Adobe Flash Shutdown leads to a blockage in the Chinese railway for over 16 hours, and apparently, the easy fix was to use a pirated version of Flash. According to an Apple Daily report, the problem started at the Chinese Shenyang Railway in Dalian, Liaoning, shortly after 8:00 a.m. On Tuesday, January 12th, railway workers could not access railway timetables, which they usually do via Flash-based interface. Over the next 30 minutes, reports of such failures spread throughout the network, with up to 30 stations affected. This information comes from a statement from CR Shenyang reported by a Chinese blog.

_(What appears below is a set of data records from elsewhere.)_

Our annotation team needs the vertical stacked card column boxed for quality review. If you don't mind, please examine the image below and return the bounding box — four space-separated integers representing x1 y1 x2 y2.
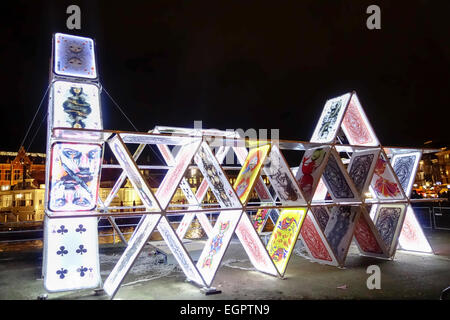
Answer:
42 33 103 292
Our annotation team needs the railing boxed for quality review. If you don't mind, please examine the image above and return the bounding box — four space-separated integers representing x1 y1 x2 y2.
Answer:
0 205 450 245
0 213 223 245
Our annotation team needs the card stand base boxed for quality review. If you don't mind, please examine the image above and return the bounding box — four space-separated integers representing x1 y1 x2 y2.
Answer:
200 287 222 296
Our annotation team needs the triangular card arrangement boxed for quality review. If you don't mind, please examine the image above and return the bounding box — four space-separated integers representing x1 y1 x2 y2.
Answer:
104 134 204 297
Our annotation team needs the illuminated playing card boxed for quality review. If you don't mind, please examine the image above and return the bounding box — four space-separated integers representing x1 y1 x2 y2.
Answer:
50 81 102 134
233 145 270 204
48 142 102 214
311 93 350 143
267 208 306 275
53 33 97 79
43 217 101 292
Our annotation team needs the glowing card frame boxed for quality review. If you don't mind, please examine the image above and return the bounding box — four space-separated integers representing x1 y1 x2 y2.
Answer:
43 33 432 297
52 33 97 80
42 33 103 292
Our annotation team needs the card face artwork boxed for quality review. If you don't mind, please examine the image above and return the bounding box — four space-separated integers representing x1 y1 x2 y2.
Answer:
342 94 379 146
157 216 204 285
233 146 273 202
103 214 161 296
323 152 356 201
194 142 241 207
311 93 350 143
264 146 306 205
295 147 330 201
236 213 277 276
48 142 102 212
269 209 280 224
267 208 306 274
233 145 270 204
300 213 333 262
43 217 101 292
375 205 405 250
371 155 403 199
156 140 200 209
53 33 97 79
392 152 421 196
51 81 102 129
196 210 242 285
324 206 358 261
348 150 379 195
355 214 383 254
108 136 160 210
253 209 271 233
311 206 330 231
398 206 433 253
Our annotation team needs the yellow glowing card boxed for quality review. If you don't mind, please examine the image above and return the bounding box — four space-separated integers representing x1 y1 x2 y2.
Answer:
233 145 270 205
267 208 306 275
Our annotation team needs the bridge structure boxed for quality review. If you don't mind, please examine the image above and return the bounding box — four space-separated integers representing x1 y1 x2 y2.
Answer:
43 33 436 298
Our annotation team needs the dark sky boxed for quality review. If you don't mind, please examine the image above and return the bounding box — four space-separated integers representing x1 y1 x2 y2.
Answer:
0 0 450 152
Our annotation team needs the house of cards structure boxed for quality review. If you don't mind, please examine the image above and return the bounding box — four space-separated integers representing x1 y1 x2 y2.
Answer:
43 34 432 297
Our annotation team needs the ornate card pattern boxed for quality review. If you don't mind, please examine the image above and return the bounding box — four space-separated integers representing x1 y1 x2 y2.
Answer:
392 152 420 196
300 213 333 262
295 147 330 201
324 206 359 263
44 218 101 292
264 145 306 205
236 213 277 276
375 205 405 251
196 210 242 286
253 209 271 233
323 153 355 200
233 145 270 204
371 154 403 199
398 206 433 253
267 208 306 274
311 93 350 143
355 214 383 254
311 206 330 231
51 81 102 129
194 142 241 207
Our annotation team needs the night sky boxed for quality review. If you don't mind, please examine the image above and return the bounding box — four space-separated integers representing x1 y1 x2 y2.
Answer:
0 0 450 152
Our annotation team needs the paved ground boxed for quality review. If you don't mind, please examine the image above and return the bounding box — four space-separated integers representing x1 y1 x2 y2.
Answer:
0 231 450 300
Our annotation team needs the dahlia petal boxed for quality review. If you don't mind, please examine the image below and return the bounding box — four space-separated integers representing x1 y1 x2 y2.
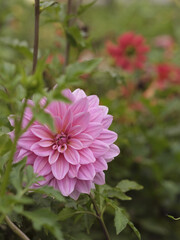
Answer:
57 175 77 196
79 148 96 164
73 112 90 130
98 129 118 145
102 115 113 128
76 133 93 147
99 106 109 116
84 122 103 138
33 157 51 176
64 147 80 165
49 178 59 191
62 89 75 102
75 180 92 194
90 140 109 157
71 97 88 114
69 125 82 136
87 95 99 108
62 109 73 132
89 107 104 123
54 117 62 133
104 144 120 162
93 172 105 185
8 130 15 141
18 131 39 150
77 163 96 180
93 157 108 172
48 150 59 164
70 190 80 200
33 173 53 188
31 125 52 139
8 114 15 127
73 88 87 100
69 138 83 150
30 142 52 157
14 148 28 162
38 140 53 147
51 155 69 180
68 164 80 178
26 152 37 165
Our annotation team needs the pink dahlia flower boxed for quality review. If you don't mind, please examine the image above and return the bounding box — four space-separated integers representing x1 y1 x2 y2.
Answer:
106 32 149 72
10 89 120 199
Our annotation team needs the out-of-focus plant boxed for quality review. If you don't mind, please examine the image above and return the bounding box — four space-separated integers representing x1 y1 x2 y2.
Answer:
0 0 142 240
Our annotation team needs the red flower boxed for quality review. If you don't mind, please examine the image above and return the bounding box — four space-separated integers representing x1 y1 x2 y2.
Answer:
107 32 149 72
156 63 180 89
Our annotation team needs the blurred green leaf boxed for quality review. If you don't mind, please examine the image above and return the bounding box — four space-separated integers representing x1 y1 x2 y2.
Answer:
114 208 129 235
21 208 64 240
77 0 97 15
116 179 143 192
33 186 66 202
58 208 76 221
66 58 102 81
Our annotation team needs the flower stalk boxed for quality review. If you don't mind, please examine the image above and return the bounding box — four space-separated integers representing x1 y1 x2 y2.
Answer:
32 0 40 74
89 193 111 240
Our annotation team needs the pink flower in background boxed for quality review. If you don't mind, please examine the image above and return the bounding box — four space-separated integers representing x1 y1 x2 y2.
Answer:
107 32 149 72
10 89 120 199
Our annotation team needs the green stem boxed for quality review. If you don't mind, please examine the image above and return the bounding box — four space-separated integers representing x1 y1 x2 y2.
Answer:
32 0 40 74
0 135 18 197
64 0 72 71
5 216 30 240
89 193 111 240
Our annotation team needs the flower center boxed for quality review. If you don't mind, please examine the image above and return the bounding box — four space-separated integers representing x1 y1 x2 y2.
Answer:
126 46 136 57
52 132 70 153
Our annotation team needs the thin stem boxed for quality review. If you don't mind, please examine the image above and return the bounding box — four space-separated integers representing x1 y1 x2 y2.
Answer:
89 193 111 240
32 0 40 74
64 0 72 71
5 216 30 240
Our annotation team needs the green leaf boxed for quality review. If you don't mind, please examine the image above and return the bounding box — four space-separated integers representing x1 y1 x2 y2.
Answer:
77 0 97 15
33 186 65 202
0 37 33 60
10 158 26 192
128 221 141 240
66 26 86 48
114 207 129 235
167 215 180 221
24 165 44 190
104 188 132 201
40 1 57 12
21 208 64 240
58 208 76 221
116 179 143 192
66 58 102 81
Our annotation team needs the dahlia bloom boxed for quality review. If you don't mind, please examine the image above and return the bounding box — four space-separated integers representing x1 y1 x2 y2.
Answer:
156 63 180 89
9 89 120 199
107 32 149 72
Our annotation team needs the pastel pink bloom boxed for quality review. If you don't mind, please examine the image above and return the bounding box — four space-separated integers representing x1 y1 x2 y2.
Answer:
10 89 120 199
106 32 149 72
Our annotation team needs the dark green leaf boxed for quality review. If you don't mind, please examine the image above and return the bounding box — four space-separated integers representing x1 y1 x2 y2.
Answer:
77 0 97 15
128 221 141 240
114 207 129 234
34 186 65 202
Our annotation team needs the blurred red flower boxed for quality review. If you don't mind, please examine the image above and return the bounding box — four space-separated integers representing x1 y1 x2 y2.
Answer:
107 32 149 72
156 63 180 89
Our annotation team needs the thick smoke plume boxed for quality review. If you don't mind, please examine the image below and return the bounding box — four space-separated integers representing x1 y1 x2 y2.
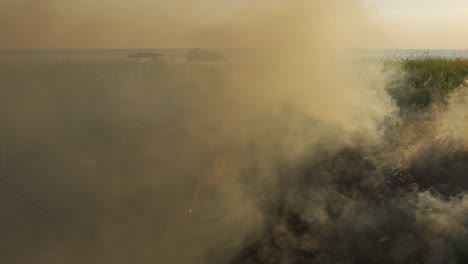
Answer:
0 0 468 264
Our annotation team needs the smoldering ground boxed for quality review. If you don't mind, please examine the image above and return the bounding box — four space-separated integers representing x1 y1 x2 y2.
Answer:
0 1 467 263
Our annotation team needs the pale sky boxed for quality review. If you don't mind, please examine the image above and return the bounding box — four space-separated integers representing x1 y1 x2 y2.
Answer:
367 0 468 49
0 0 468 49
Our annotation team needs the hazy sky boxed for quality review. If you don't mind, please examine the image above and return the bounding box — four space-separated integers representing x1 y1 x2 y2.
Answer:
0 0 468 49
367 0 468 48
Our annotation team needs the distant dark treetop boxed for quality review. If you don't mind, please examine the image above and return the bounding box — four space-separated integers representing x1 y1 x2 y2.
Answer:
128 52 164 59
186 49 224 61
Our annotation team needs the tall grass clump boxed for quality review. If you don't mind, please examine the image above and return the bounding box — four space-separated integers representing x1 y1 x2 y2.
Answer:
385 56 468 115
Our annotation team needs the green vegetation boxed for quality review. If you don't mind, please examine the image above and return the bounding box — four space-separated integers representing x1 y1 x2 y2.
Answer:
385 56 468 114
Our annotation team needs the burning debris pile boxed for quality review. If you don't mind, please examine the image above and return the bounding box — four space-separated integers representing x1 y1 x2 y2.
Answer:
232 143 468 264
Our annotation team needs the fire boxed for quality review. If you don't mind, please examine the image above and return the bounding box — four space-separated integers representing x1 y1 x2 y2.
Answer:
188 155 226 216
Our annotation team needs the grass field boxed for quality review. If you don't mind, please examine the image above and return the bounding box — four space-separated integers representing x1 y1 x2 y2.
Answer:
0 56 468 263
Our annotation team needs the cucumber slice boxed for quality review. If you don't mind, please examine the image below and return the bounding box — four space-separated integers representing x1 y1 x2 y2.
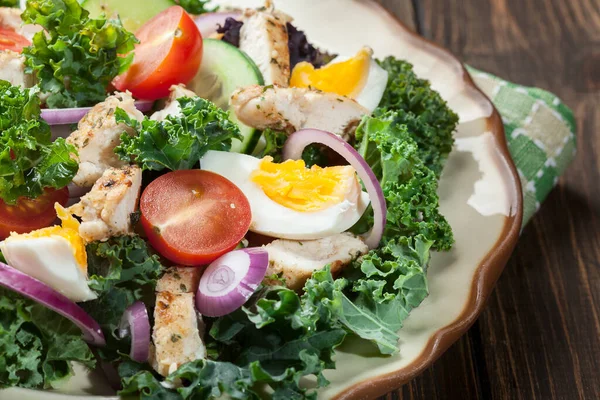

It was only after technicians went online to explore a possible way to fix this so-called “bug”, that they discovered about the global shutdown of Flash, news that had not reached the isolated Chinese Internet. A translation of Github’s timeline offers software backups, a temporarily restored service around noon, although interruptions return around 2:00 p.m., and after that in the evening. Then Shenyang’s CR response team began exploring a return to older software systems, whose options consisted of an unspecified Microsoft setup or an archived, pirated version of Flash without the deactivation code. The technicians stopped at the last one, and around 1:00 a.m. on the 13th CR Shenyang successfully switched on one of its stations online. By 2:30 a.m., all but one of the routes were in operation, and the railway nightmare was over.